Barry Bagwell, Deputy Director of Operations, is proud to state that MEDIC has been compliant regarding performance every month since 1998.  “While there is no ‘silver bullet’, all of the pieces must work together,” says Barry, “it requires technology plus the people to run it.”  But a truly High Performance EMS must not be tempted to over-utilize response times as the only measure of success. The original focus for system improvement was on routing, but the partnership with Bradshaw Consulting Services has led to many operational enhancements including successful demand prediction and dynamic System Status Management planning.  “Dispatch posting is a ‘chess game’,” Barry admits and real efficiency comes by balancing moves between the 60-65 posts to meet service demand with reducing fuel costs and minimizing disruption of ambulance crews.  With a holistic view of clinical outcomes, MEDIC has achieved a 33-minute turn-around time from hospital to availability and 82 minutes from a call to having a Code Stemi patient on an operating table with the artery open.  MEDIC also provides bicycle paramedics, ATV, and buses for special events to meet the needs of their community.

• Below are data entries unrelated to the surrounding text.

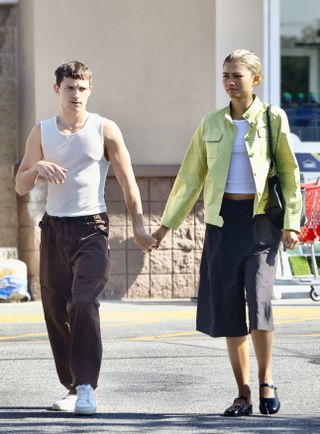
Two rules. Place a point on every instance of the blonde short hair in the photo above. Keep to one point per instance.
(249, 59)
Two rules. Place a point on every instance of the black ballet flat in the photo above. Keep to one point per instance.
(269, 405)
(239, 409)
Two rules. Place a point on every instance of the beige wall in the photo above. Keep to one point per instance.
(153, 64)
(8, 126)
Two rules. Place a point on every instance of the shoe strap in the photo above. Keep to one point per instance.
(272, 386)
(241, 397)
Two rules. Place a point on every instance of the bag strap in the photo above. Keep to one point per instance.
(272, 163)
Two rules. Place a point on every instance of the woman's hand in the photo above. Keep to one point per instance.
(143, 240)
(159, 234)
(289, 239)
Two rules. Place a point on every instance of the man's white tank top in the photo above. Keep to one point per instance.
(82, 154)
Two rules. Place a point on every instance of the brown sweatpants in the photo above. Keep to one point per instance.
(74, 270)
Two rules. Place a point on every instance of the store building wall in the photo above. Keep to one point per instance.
(8, 125)
(157, 71)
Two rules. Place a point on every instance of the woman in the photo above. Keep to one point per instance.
(228, 156)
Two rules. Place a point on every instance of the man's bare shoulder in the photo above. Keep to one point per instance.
(111, 129)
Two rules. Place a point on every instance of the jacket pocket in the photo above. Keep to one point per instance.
(212, 140)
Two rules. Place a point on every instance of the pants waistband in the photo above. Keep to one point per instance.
(86, 218)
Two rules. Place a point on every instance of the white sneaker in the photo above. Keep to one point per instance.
(86, 400)
(65, 404)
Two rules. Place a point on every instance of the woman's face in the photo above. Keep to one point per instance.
(238, 80)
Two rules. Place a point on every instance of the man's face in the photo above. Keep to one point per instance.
(74, 93)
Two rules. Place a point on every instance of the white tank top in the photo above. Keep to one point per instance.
(240, 178)
(82, 153)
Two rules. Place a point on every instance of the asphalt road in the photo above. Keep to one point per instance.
(158, 375)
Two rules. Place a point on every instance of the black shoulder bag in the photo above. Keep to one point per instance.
(275, 205)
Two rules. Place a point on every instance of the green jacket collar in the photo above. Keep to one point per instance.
(251, 114)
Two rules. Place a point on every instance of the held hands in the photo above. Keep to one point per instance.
(147, 242)
(52, 172)
(143, 240)
(289, 239)
(159, 234)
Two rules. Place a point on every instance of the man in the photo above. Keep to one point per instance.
(72, 151)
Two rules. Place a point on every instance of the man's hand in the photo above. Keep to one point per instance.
(289, 239)
(52, 172)
(143, 240)
(159, 234)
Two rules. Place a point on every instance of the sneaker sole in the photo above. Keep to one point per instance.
(85, 412)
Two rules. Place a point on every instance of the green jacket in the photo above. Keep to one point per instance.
(206, 164)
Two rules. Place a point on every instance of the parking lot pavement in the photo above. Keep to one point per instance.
(158, 374)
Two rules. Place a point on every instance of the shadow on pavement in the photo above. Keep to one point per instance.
(42, 420)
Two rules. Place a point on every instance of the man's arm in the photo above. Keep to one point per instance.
(120, 160)
(33, 165)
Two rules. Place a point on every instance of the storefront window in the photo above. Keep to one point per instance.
(300, 66)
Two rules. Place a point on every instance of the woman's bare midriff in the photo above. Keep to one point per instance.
(238, 196)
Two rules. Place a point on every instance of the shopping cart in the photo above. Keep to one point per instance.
(309, 234)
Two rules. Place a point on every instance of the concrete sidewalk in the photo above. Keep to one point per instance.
(158, 374)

The dispatch center has used ProQA Dispatch Software protocols in both EMS and Fire since 1993 to assist dispatchers in quickly determining the appropriate determinant code.  Voice communication with vehicles is maintained with a Motorola 800 MHz shared backbone radio system with priority.  Non-emergency numbers are provided only to hospitals with the public being triaged through the 911 system.

While recognized as a High-Performance EMS already, MEDIC does not intend to rest where they are now but constantly looks toward additional improvements.